A personalidade de Mick resultou de sua formação tradicional. Ele contraria todos os estereótipos das celebridades da cultura pop, que construíram seus mitos a partir da pobreza, da rejeição e da privação. Michael Philip Jagger nasceu em uma família convencional de classe média, de pais devotados. A mãe, Eva,  uma esteticista australiana, despertou nele o gosto pela aparência. O pai, Joe, professor de educação física, orientou seus dois filhos, Mick e o caçula Chris, a cultivar o corpo. Mick contou com o apoio deles para seguir sua carreira quando passou na prestigiosa London School of Economics. E não tiveram como reclamar quando o garoto trancou a matrícula, já que ele era capaz de demonstrar que se tornaria milionário, no improvável papel de cantor de uma banda de blues.

Quando o estrelato chegou como a consequência de um silogismo lógico, Mick sobreviveu às tentações de seu tempo: as drogas pesadas e a militância política. Enquanto sua namorada, Marianne Faithfull, entregava-se à heroína e seus companheiros de banda Keith Richards e Brian Jones ao LSD, ele provava sem se jogar nelas. “Mick não gostava de fato de drogas”, diz Norman. “E não se viciou.” Quando todos os artistas daquele tempo participavam de passeatas pacifstas, Mick assistia a tudo de óculos escuros... e de longe.

Seu fraco sempre foi sexo. Hoje ele seria chamado de doente, mas os seus dois casamentos e centenas de casos com homens e mulheres parecem ter lhe servido como elixir da juventude.  “A carreira sexual dele é tão espantosa quanto a musical”, afirma Norman. “Ele se habituou a viver como um adolescente que não precisa tomar providências chatas da vida. E se acostumou a tratar as suas mulheres como lixo, até porque temia que muitas delas lhe roubassem o dinheiro. Mesmo assim, mostrou ser um pai a um só tempo disciplinador  e divertido. Seus filhos o adoram.”

Entre as descobertas de Norman, destacam-se três. A primeira é que Mick e Keith foram injustiçado pela polícia britânica. Além de serem acusados em 1966 de porte de drogas por meio de uma droga plantada por um tabloide, a estada deles em duas prisões diferente, ambas reconhecidas pelas condições terríveis, foi traumatizante. “Eles sofreram violência lá dentro”, diz Norman. A segunda diz respeito á onda de violência durante o show do autódromo de Altamont, em 1969. Mick foi culpado de proteger o bando  Hell’s Angels em seus atos de violência, que culminaram no assassinato de um jovem negro  por um integrante do bando enquanto Mick cantava. “Mas ele se portou com coragem, enfrentou os Hell’s Angels e tentou conter a violência naquela noite”, afirma Norman. Por fim, o papel do produtor Andrew Oldham na definição da identidade dos Stones também ganha nova luz. Foi ele que ele criou o clima de rivalidade e oposição entre os Stones e os Beatles. E foi fundamental para ajudar Mick a forjar a sua persona indomável.

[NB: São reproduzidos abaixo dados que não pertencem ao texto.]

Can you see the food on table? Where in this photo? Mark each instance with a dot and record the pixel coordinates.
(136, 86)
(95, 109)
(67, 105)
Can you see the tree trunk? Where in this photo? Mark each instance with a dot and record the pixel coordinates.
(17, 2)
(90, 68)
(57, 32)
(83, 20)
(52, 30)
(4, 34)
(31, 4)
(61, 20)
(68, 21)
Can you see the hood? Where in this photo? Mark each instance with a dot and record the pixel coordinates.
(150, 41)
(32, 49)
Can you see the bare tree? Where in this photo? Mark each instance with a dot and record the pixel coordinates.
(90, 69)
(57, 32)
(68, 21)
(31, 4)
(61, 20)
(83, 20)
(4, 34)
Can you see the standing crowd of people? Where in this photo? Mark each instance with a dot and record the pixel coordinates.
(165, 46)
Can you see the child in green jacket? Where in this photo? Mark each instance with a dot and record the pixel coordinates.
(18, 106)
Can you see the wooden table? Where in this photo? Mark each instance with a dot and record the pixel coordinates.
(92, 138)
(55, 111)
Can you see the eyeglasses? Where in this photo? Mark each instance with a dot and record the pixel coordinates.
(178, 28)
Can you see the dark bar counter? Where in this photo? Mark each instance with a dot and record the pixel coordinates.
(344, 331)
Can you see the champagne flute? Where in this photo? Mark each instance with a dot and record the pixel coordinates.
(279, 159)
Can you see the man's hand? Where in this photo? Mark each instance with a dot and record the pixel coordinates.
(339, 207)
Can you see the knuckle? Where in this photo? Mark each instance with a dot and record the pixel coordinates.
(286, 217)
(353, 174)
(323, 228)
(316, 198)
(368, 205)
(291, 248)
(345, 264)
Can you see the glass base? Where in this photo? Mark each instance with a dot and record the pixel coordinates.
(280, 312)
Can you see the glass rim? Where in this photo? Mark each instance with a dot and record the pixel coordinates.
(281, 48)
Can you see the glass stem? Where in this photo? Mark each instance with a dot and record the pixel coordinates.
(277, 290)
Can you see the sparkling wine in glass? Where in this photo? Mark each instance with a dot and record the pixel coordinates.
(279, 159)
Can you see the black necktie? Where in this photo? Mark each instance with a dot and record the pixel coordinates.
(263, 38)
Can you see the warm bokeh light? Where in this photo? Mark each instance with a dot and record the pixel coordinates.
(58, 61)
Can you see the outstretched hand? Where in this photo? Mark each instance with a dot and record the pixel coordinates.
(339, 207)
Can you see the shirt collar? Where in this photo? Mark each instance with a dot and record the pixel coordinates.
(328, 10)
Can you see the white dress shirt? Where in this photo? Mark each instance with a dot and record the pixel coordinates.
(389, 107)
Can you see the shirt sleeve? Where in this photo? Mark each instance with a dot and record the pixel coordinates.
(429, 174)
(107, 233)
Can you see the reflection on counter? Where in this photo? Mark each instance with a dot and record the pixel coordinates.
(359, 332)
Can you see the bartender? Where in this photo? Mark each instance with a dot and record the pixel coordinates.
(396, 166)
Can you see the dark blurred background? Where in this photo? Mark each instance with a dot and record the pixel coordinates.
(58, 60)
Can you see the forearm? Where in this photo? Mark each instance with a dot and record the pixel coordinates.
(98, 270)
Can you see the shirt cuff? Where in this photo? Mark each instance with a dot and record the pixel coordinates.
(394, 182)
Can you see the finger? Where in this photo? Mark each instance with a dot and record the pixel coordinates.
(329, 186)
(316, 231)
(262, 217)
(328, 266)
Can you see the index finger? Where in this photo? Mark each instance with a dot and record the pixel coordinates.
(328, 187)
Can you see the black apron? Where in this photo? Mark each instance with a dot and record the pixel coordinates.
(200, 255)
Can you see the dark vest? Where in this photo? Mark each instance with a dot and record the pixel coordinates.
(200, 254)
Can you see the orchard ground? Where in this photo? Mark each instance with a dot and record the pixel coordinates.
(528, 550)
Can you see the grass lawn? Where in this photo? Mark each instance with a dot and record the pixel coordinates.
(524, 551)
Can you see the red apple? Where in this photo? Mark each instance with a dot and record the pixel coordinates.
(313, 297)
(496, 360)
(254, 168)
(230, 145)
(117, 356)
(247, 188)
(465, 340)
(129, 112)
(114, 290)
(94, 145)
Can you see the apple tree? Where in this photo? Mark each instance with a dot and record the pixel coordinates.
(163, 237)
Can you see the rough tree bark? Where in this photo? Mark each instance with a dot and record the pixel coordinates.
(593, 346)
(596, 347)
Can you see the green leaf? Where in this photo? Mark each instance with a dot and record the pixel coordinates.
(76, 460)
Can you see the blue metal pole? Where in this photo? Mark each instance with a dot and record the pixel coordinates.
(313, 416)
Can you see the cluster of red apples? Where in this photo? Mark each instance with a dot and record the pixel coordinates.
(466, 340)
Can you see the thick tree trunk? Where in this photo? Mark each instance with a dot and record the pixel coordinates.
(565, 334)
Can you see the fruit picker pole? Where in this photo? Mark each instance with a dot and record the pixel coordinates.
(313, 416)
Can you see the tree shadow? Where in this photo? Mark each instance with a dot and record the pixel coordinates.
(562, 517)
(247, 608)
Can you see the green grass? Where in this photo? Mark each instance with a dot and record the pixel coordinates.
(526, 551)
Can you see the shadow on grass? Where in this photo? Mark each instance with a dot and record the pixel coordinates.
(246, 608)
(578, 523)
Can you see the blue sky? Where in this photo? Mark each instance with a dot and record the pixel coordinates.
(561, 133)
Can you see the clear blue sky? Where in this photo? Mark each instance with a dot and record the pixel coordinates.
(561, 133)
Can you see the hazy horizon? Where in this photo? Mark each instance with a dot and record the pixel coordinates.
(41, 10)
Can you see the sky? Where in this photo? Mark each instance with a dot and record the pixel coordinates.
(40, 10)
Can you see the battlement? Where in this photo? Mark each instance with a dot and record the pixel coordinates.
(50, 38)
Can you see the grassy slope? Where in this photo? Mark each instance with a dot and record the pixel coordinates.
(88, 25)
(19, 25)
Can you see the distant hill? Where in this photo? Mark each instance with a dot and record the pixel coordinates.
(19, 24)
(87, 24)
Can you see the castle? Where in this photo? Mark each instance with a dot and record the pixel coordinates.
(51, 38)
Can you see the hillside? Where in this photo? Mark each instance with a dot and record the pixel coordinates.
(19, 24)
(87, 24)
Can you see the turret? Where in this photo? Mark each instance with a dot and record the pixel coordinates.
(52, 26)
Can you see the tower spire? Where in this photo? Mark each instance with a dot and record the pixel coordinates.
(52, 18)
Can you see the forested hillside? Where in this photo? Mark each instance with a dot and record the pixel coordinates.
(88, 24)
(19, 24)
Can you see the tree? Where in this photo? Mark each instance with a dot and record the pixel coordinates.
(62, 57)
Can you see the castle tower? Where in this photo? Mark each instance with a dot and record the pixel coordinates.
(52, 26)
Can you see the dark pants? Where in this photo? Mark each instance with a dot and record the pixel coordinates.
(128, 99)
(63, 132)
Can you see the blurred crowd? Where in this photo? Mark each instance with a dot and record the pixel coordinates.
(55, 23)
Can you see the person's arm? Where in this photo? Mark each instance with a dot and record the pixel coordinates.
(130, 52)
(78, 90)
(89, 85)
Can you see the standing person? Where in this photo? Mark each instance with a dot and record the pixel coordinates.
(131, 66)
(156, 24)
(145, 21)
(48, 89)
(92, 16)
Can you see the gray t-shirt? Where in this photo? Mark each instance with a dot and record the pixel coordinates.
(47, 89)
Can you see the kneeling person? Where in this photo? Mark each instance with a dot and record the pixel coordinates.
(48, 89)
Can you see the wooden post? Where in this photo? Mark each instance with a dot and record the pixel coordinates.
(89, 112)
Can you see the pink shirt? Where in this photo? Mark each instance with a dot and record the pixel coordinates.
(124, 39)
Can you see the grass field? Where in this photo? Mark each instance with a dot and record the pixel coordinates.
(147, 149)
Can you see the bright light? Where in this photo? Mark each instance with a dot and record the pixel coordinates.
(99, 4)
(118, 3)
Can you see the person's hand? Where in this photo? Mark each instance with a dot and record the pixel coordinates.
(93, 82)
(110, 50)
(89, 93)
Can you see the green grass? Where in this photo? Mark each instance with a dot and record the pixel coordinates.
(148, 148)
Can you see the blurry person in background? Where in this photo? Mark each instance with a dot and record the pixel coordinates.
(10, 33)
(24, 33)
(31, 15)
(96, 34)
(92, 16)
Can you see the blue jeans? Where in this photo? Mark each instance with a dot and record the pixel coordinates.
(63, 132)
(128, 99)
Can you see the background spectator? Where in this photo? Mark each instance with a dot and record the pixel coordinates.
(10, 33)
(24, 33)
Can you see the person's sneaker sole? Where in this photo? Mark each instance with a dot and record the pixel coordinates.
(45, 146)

Lançada em outubro no Reino Unido, a biografia obteve boas resenhas, embora alguns críticos tenham dizo que Norman fez um retrato positivo demais de Jagger. “Ele não se manifestou”, diz Norman. “Mick se comporta como um membro da família real britânica. Nunca responde a pedidos de entrevistas, não se manifesta e finge não se lembrar de nada do passado. Como disse o baterista dos Stones Charlie Watts, Mick não pensa no presente e no passado. Só no futuro. Ele continua o mesmo.